Here are seven conundrums around the right to be forgotten and the recent ECJ ruling:
- The ECJ ruling provides for removing search results, but not for removing the underlying web page. In the case in question, a newspaper article is allowed to stay on-line, but a search on the plaintiff’s name must not return a link to that page.
- While the search result would be removed when the search is the person’s name, other searches for the information would show that link.
- The ECJ does not give you a right to remove anything harmful or embarrassing to you, only information “inadequate, irrelevant or no longer relevant, excessive in relation to the purposes of the processing”
- You don’t have a right to have certain information forgotten if that is newsworthy and noteworthy. In other words, if this was likely to be searched for by a lot of people, then you can’t remove it.

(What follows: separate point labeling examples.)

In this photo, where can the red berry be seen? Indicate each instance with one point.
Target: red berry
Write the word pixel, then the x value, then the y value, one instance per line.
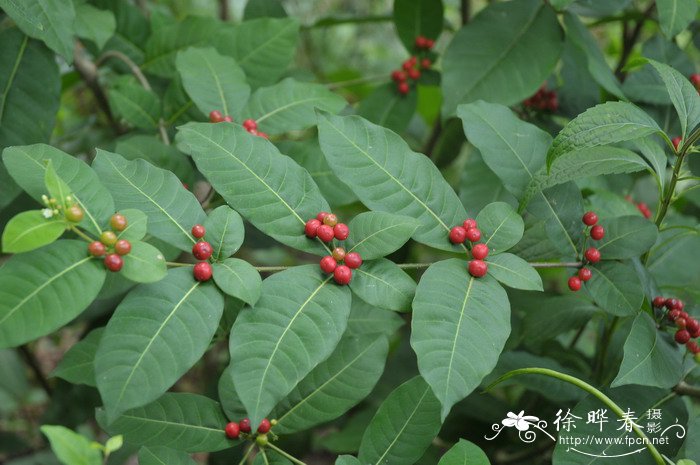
pixel 328 264
pixel 232 430
pixel 584 274
pixel 353 260
pixel 341 231
pixel 574 283
pixel 122 247
pixel 589 218
pixel 473 234
pixel 215 116
pixel 480 251
pixel 202 250
pixel 478 268
pixel 469 223
pixel 325 233
pixel 244 424
pixel 458 235
pixel 311 228
pixel 96 249
pixel 264 426
pixel 682 336
pixel 113 262
pixel 597 232
pixel 202 271
pixel 592 255
pixel 342 274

- The ECJ ruling only applies to EU residents . If you are outside the EU, or using a search engine outside the EU then you don’t have this right.
- The ECJ ruling only applies to search engines operating in the EU. If the search engine is exclusively operating outside the EU, or is being accessed from outside the EU, then the search results would still be visible. This means that you would get the search results if you were using Anonymizer Universal from within the EU.
- The tools and laws used to enforce the right to be forgotten are very similar to the techniques used for censorship by repressive regimes. Once in place, the urge to use the power more broadly has been irresistible to governments that obtain it.